On cold, gray days like that one, I wanted nothing but soft warmth and quiet. I wanted to be alone, no food, no drink, and no dead bodies. I put my responsibilities second to my comfort. I wallowed, lazed, snoozed, and dreamt. But I didn’t cry.

  I washed out some unmentionables and hung them to dry in the bathroom. Then I asked Marty to take some clothes to the dry cleaners for me. I tipped him a quarter.

  My laundry out of the way, I dressed and headed down to my car. It was already past three when I reached Santa Monica. I had no prospects or appointments until six that evening, when I planned on visiting Phillip Lowrie. I felt different that day. A little frightened and insecure after the police raid and my breakdown in Nelson’s car. I’d lost all direction, and my subject had succeeded in avoiding me for an entire week. For the first time, I began to think I’d blown it. Lost the trail that might lead to Tony Eberle. Or at least to Mickey Harper. And without either of them, I had no hope of finishing what I’d started. And that would probably mean my job.

  I stood barefoot in the wet sand of the beach in Santa Monica. My first glimpse of the Pacific Ocean, if you didn’t count the plane’s approach a week earlier that had taken us out over the sea for a moment before landing. This was the edge of the continent, I thought as I dipped my toes into the cold water. My trip to sunny California was a bust. No Tony, no story, no sunshine. Then I thought that China was possibly the next landmass in my line of sight, albeit around several curves of the earth’s surface. Unless Hawaii happened to be on my course. I smiled at the thought. Maybe Hawaii was cold and gray, too. Why not visit the fiftieth state?

  I knew why not. Because I had to find Tony Eberle and finish my story. I needed to talk to Mickey in order to do that. And that meant Phillip Lowrie at six. I knew I had to do all those things, because I wanted to know what had happened and I wanted to know why. I wanted to ask all three of them what it was like to be that way. The pain of being that way. The way they were. Shunned, ridiculed, pitied, hated, and bullied. Shamed and ashamed. I wanted to know if my own brother, Elijah, had felt that anguish before he died. Because what I’d suspected for many years about my dear, late brother was that he, like the men I’d seen at the Wind Up the night before—like Mickey Harper and possibly even Tony Eberle—like Bertram Wallis and Evelyn Maynard; like all of those, he, too, had been that way.

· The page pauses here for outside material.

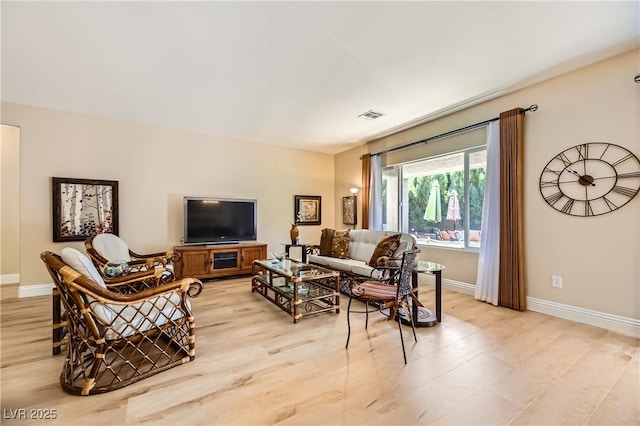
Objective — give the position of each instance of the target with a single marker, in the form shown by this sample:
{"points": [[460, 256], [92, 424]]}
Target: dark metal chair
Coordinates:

  The boxy building on North Martel Avenue was only a couple of years old. Surrounded by modest family homes, it was the only apartment building on the street. I lit a cigarette from the matchbook Phillip Lowrie had given me at the Wind Up, just before the brownshirts broke in to raid the bar. Rereading the address, written in a stylized hand, I confirmed I’d reached my destination. I waited, smoking as the chilly air filtered through the open window of my car. After about five minutes, a thin young man in an overcoat appeared carrying a briefcase. He turned into the walkway and retrieved his keys from his pocket. I stubbed out my cigarette in the ashtray, jumped out of my car, and joined him before he’d opened the gate.

  “My God, you frightened me,” he said.

  “We met last night, remember? I’m Tony Eberle’s sister, Ellie.”

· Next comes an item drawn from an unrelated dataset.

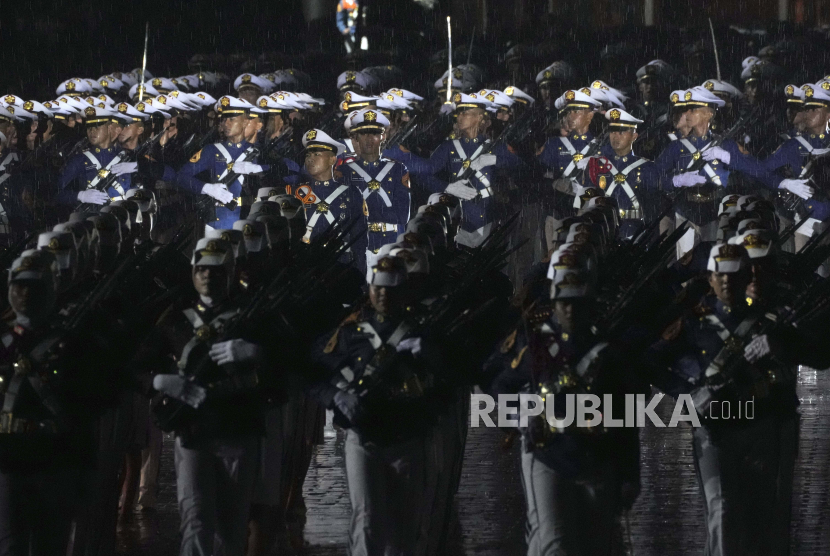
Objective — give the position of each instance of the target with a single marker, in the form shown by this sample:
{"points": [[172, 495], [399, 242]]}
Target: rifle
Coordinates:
{"points": [[110, 177]]}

  “I’d rather forget about last night.”

  “You managed to get out. It was lucky you were close to the door.”

  He frowned but said nothing.

  “I don’t blame you for running. No one would. The cops let me and my friend go, too. I felt terribly guilty about it.”

  “Yeah, guilt is one thing I feel.” He stared at me for a long moment before inviting me inside.

  “The humiliation is bad enough,” he said, once we were seated on a sofa in his apartment. He’d poured us each a glass of Chianti. “But the threats and insults are just too much. All I want is to be normal. Normal like anybody else.”

  “But don’t you . . . enjoy being who you are?”

  “You must be kidding. Nobody wants to be like this. It’s a nightmare.”

  “My friend from last night, he says he likes who he is.”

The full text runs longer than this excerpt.